14Quant aux relations entre le PCF et l’URSS, Jean Elleinstein les évoque avec une liberté de ton qui, dix ans plus tôt, eût semblé sacrilège. Il va plus loin que Georges Marchais en étendant les divergences à « la politique étrangère » et à « la politique culturelle » qu’il qualifie de « répressive ». En effet, pour lui, l’éradication de l’analphabétisme n’est vraiment une victoire que si l’acquisition des rudiments de la lecture et de l’écriture permet d’accéder à une culture libre, et ne devient pas un moyen pour l’État d’imposer un endoctrinement unilatéral. L’auteur conclut le chapitre des divergences sur trois questions essentielles : « Le parti communiste de l’URSS est-il décidé à accepter des critiques de la part des autres partis communistes ? Est-il capable de reconnaître la différence entre les adversaires du socialisme et ceux de ses partisans qui n’en ont pas pour autant la même idée que lui ? Est-il en mesure de reconnaître ses amis, même s’ils ne sont pas aussi complaisants qu’il pourrait le souhaiter ? »

15Cela dit, il n’y a pas matière, nous renseigne J. Elleinstein, à un « schisme » ou une « rupture », le mouvement communiste mondial ayant déjà trop souffert du conflit entre Moscou et Pékin. Et de célébrer, en revanche, la fraternité toujours plus profonde entre les communistes de Paris et de Rome…
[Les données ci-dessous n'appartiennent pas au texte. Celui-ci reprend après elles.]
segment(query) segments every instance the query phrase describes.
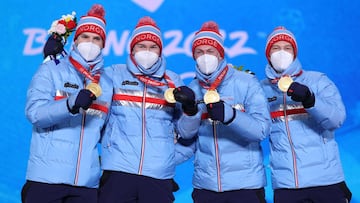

16En définitive, J. Elleinstein possède certes un pouvoir d’ordonnateur de changement(s), mais celui-ci, bien qu’il soit objectivement et réellement non négligeable, n’en demeure pas moins subsidiaire par rapport aux prérogatives dévolues aux dirigeants du PCF. En effet, sa pensée, ses prises de position trouvent un écho auprès de la fraction du groupe dirigeant la plus engagée dans l’aggiornamento. Et ce contenu explique que pour une personnalité comme Jean Elleinstein, l’orthodoxie jusqu’en 1977/1978 soit relativement facile à tenir. Mais cela conduit à être « séviste » - selon l’expression de Frédérique Matonti [14] - c’est-à-dire inséparablement se réclamer de l’humanisme scientifique - comme Roger Garaudy - et accepter d’être philosophe de parti au sens où l’on est producteur de la théorie qui le sert. C’est une des raisons pour lesquelles il n’est pas aisé de lancer des discussions dans le Parti communiste de la fin des années 70, comme l’a fait Hélène Parmelin, pour qui le PCF est loin d’être « un parti libre, régénéré, démocratique, rénové, […] [qui] n’a pas peur de la place publique ». Cette parole revendicatrice de changements, le Parti en connaît la force, il la redoute, et le montre. Ceux qui s’opposent, connus ou inconnus, qui rêvent de changement(s), d’aération, de vérité, ne sont pourtant pas, selon les propres termes d’H. Parmelin, « tombés en démence » : « Les questions du pluralisme, de la diversité d’opinion, de la possibilité d’expression d’avis différents, autrement dit de la “contestation interne” furent pour nombre d’intellectuels communistes sujets de différends d’autant plus aigus que dans maintes circonstances, l’issue n’a pu se trouver que dans l’exclusion ou la démission[15]. » C’est ainsi qu’H. Parmelin demanda à ce qu’il se passe quelque chose au Parti communiste [16].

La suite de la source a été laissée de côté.